Finding redemption in friendship.
At first glance, A Silent Voice may appear to be an elaborate warning about the destructive effects of bullying, but labeling it as such simply wouldn’t do the film justice. In unearthing the serious and ugly consequences of persecution among peers, K-On! director Naoko Yamada’s beautifully animated film—based on Yoshitoki Ōima’s manga—delivers an emotional and redemptive journey through the depths of depression to uncover the meaning of friendship.
Upon transferring to a new elementary school, a hearing-impaired girl named Shoko Nishimiya (Saori Hayami) is preyed upon by her unrelenting peers, including the mischievous Shoya Ishida (Miyu Irino). The way in which his “harmless” teasing, which is initially written off by their teacher, quickly spirals out of control, is portrayed in a disturbingly believable fashion, underscored by the subtle peer pressure that propels Ishida’s actions. All the while, the bullying has left Nishimiya guilt-ridden, as she blames herself for a disability she can’t control. This is beautifully evidenced in her evocative facial expressions, which go a long way in communicating the pain and frustration of someone who can’t express themselves verbally.
Instead of demonizing Ishida and making him out to be a one-dimensional jerk, A Silent Voice flips the script, making Ishida not only someone you sympathize with, but someone you can’t help but root for. When Ishida’s bullying reaches a breaking point, he finds himself ostracized by his peers, which exposes an even greater view on the cruelty of youth and how quickly one’s so-called friends can turn on them to protect their own skin.
Filled with loneliness and self-resentment, Ishida slips into a severe state of depression that is expertly teased in the flash forward that opens the film. In an effort to escape the pit of despair that traps him, a high school-aged Ishida sets out make amends, which serves as the narrative springboard for this story of redemption.
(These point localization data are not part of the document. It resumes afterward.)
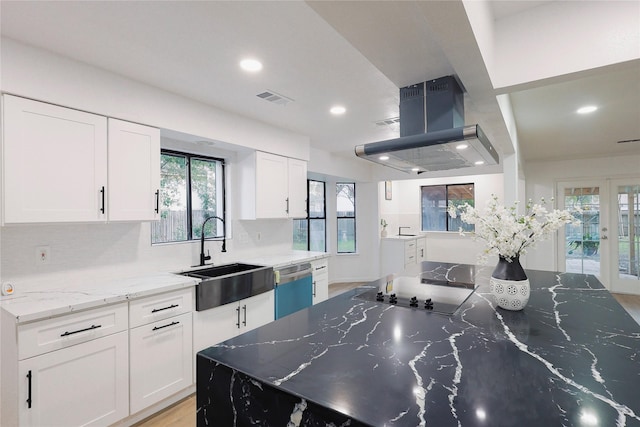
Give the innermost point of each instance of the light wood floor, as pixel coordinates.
(183, 413)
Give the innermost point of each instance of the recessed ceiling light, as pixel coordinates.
(337, 110)
(586, 109)
(251, 65)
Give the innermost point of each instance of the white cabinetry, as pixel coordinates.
(227, 321)
(54, 163)
(134, 171)
(320, 274)
(65, 165)
(402, 255)
(272, 186)
(67, 371)
(161, 358)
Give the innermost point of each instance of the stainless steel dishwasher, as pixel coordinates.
(294, 289)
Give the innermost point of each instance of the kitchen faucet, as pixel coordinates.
(207, 257)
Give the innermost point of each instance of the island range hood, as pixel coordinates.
(433, 136)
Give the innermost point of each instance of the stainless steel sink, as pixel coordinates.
(227, 283)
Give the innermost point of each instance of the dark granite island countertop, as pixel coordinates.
(570, 358)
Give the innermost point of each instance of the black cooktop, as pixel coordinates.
(428, 291)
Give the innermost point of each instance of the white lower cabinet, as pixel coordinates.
(161, 360)
(320, 275)
(82, 385)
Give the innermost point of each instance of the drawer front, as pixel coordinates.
(158, 307)
(320, 268)
(53, 334)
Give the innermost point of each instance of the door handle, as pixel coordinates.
(29, 395)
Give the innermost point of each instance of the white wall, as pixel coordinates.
(404, 209)
(542, 180)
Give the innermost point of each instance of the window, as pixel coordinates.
(436, 198)
(191, 190)
(346, 213)
(314, 240)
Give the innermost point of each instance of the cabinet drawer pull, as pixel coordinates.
(244, 308)
(102, 196)
(66, 334)
(29, 395)
(155, 328)
(155, 310)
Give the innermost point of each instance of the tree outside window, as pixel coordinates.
(346, 215)
(191, 190)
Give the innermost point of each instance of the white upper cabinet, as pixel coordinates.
(272, 186)
(65, 165)
(297, 184)
(134, 172)
(54, 163)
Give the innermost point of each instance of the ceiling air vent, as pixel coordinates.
(392, 121)
(271, 96)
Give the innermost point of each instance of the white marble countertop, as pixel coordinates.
(59, 296)
(403, 237)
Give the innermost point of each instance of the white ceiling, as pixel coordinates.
(330, 52)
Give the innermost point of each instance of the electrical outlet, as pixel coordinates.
(43, 255)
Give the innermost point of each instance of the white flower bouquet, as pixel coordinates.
(508, 234)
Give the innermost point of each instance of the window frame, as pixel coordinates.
(189, 188)
(309, 218)
(338, 218)
(447, 201)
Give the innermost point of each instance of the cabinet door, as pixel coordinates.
(320, 280)
(87, 384)
(271, 186)
(161, 360)
(421, 249)
(257, 311)
(134, 172)
(55, 163)
(297, 176)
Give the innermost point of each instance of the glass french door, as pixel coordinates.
(584, 248)
(625, 234)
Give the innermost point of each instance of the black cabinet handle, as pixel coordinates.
(244, 308)
(102, 196)
(81, 330)
(155, 310)
(29, 396)
(155, 328)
What follows is an emotional coming-of-age journey about opening up to others and learning to forgive oneself. While a romantic element is present, it serves to complement, rather than overshadow, Ishida’s pursuit of the true meaning of friendship, which, according to Ishida’s bushy-haired classmate Tomohiro Nagatsuka (Kenshō Ono), “lies somewhere beyond things like words and logic.”
Likewise, the expanded view into Ishida’s home life, as well as that of Nishimiya’s, provides additional context for understanding the mental states of both Ishida and Nishimiya, thereby heightening the emotional impact of their actions (both past and present) and the ripple effect it has on those closest to them. One particular scene during which Ishida’s mom confronts him about his dire physiological state is extremely effective in hammering home the wide-reaching impact of depression, however insular it may seem to the person crippled by its effects.
Ishida’s stark 180-degree turn from being an ignorant, self-absorbed bully to an emotionally bankrupt teenager, humbled by a desperate desire to atone for the sins of his elementary school days, is entirely believable, thanks to the brilliant pacing and expertly woven narrative threads that create an emotional coherency to the progression of his character. As someone whose childhood friendships were built in service of self-gratification, Ishida’s road to establishing genuine friendships is a cathartic journey that nearly everyone will be able to relate to in some capacity.
Kyoto Animation is widely regarded as one of Japan’s most talented animation studios, and A Silent Voice certainly lives up to the studio’s pedigree. The dynamic camera offers multiple perspectives of any given scene, providing a real sense of place and preventing the film from ever feeling visually stagnant. Likewise, the camera’s varying focus goes a long way in not only adding to the film’s visual appeal, but outwardly reflecting Ishida’s internal state. Shots of the ground provide a first-person perspective of Ishida’s downcast disposition, and accompanying shots of the bustling crowd around Ishida, with only his face in focus, reinforce his detachment from those around him. The film goes so far as to superimpose purple X’s on the faces of those to whom he’s estranged, and while this visual cue initially appears a bit unnecessary and distracting, the way in which it’s handled over the course of the film, right up to its emotionally rousing end, ultimately justifies its inclusion.
The gorgeous backgrounds must also be praised for their lovingly-crafted, painterly aesthetic, which marry beautifully with the varied, yet coherent character designs. From the sunshine-soaked, lush outdoor locales to the dark and rainy streets that reflect the headlights from passing nighttime traffic, each and every setting is incredibly detailed and a sight to behold.
The only minor gripe I have with A Silent Voice is the inclusion of one particular song amongst an otherwise subdued and moving score. The somber and introspective tones that accompany the harrowing flashforward that opens the film come to an abrupt halt when The Who’s “My Generation” blares as we’re transported back in time to see a young Ishida playing with his friends. While the song may suit the mood of that sequence when taken in isolation, it feels out of place in the greater context of the story and tonally incongruous with the rest of the film. Conversely, the rest of the soundtrack is appropriately subtle and sparse, given the film’s subject matter, and comes to an emotionally satisfying climax at the very end.
A Silent Voice opens in theaters October 20.